Les services médicaux disponibles dans cette région étant limités, les résidents doivent passer par des points de contrôle pour accéder aux établissements de santé situés en dehors de la zone. Certains habitants doivent franchir jusqu'à quatre de ces points pour atteindre la clinique de MSF, tandis que d'autres ne peuvent pas du tout y accéder. Lorsque des affrontements se produisent entre des résidents palestiniens et des colons israéliens, ou avec les forces israéliennes, les points de contrôle sont souvent fermés, empêchant les gens de sortir ou d'entrer.
Une femme de 23 ans, venue dans la clinique MSF pour obtenir des soins après avoir eu des complications pendant sa grossesse, a déclaré au personnel : « Je ne peux pas aller chez mon médecin pour des examens de grossesse réguliers. Chaque jour, il y a des affrontements près du poste de contrôle où je sors pour prendre un taxi. Je sens une odeur d'essence presque tous les jours et je ne peux pas voir le médecin. »
Une insécurité permanente
En plus d’un accès aux soins difficile, la situation au H2 porte atteinte au bien-être psychologique des résidents palestiniens, adultes et enfants. De nombreuses maisons palestiniennes sont soumises à des incursions nocturnes des forces israéliennes, qui prennent temporairement le contrôle de certaines parties de leur maison. Selon une enquête de l'ONU, 75 % des foyers palestiniens du H2 ont été fouillés par les forces israéliennes entre 2015 et 2018, donnant lieu une fois sur trois à l'agression physique d'un membre de la famille. Au cours de la même période, un ménage sur cinq déclarait qu'un de leurs enfants avait été arrêté par les forces israéliennes.
Une femme de 41 ans, mère de quatre fils et deux filles, s'est exprimée après avoir été prise en charge par MSF : « Nous souffrons beaucoup, les forces israéliennes et les colons attaquent souvent notre maison. J'ai tout le temps peur que mes enfants soient blessés. Je vis dans un état d'anxiété permanent. Je suis tellement impatiente qu'ils rentrent de l'école pour verrouiller ma porte et ne pas sortir. »
Parmi les plus jeunes patients de MSF, le personnel médical voit souvent des signes d'anxiété qui affectent les interactions avec leur famille et avec les autres enfants.
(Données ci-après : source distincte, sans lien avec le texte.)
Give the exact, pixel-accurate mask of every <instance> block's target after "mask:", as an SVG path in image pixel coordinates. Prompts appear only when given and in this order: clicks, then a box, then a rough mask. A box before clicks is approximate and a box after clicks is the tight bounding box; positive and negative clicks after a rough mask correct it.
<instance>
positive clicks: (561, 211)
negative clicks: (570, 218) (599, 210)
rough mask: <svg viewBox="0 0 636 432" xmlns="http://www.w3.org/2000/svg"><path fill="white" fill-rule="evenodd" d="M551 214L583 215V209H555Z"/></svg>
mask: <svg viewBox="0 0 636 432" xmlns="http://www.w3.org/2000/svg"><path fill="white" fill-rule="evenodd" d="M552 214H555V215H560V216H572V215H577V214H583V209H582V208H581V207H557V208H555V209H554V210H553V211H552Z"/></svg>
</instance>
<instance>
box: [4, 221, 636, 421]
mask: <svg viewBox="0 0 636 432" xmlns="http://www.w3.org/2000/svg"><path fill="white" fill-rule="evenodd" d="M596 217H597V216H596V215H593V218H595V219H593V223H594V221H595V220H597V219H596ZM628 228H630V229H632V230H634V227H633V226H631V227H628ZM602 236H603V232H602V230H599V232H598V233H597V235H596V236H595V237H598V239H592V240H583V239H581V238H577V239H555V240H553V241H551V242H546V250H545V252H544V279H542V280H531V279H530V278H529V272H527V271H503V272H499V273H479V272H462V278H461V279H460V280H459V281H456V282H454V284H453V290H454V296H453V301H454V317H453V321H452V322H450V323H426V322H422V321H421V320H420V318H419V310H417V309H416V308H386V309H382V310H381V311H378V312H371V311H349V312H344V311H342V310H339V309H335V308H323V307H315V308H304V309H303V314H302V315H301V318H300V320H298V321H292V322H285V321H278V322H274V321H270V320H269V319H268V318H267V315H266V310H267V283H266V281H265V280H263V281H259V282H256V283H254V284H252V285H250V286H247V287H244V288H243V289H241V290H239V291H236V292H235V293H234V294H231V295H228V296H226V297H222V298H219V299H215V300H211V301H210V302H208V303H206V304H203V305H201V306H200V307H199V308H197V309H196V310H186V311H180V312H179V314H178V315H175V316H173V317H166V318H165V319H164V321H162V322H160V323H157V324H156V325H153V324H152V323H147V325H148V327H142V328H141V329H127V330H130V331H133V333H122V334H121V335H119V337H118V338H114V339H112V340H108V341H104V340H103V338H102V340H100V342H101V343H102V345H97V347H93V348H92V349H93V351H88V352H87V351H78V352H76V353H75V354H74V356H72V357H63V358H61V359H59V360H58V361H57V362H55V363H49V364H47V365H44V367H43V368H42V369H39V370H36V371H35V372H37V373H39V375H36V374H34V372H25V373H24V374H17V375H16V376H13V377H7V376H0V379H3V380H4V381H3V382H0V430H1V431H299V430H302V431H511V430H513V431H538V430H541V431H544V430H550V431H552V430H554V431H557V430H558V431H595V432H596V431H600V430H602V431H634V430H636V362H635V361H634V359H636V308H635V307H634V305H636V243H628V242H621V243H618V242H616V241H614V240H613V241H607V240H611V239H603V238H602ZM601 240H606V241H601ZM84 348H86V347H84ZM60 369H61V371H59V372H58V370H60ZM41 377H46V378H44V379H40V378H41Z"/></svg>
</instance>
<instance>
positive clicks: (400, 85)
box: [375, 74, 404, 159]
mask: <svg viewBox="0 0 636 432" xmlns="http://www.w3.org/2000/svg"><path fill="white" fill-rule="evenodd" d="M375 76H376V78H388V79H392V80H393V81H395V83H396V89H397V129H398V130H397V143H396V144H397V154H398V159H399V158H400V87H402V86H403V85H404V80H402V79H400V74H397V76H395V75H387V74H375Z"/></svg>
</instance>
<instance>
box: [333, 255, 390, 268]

On constate souvent chez les adultes des problèmes de santé mentale modérés à graves, notamment la dépression, l'anxiété et des difficultés dans les relations interpersonnelles. En octobre 2021, en raison des restrictions d'accès et des services de santé limités disponibles au H2, l'association a décidé de prolonger ses services. Cela a coïncidé avec une forte augmentation du volume de patients au sein de la clinique mise en place par MSF. Entre août 2021 et mai 2022, les équipes ont soigné 5 135 patients, la moitié environ étaient des enfants de moins de 15 ans, et un soutien psychologique a également été apporté à 989 personnes.
Face aux besoins sur place, il est nécessaire d’augmenter les services médicaux au sein du H2 : « Tout en reconnaissant que seules des solutions à plus long terme pour remédier aux restrictions d'accès amélioreront de manière significative la situation de la population au H2, nous appelons à une approche à grande échelle pour augmenter les services de santé au H2 et les rapprocher de la population », conclut Marietta Provopoulou.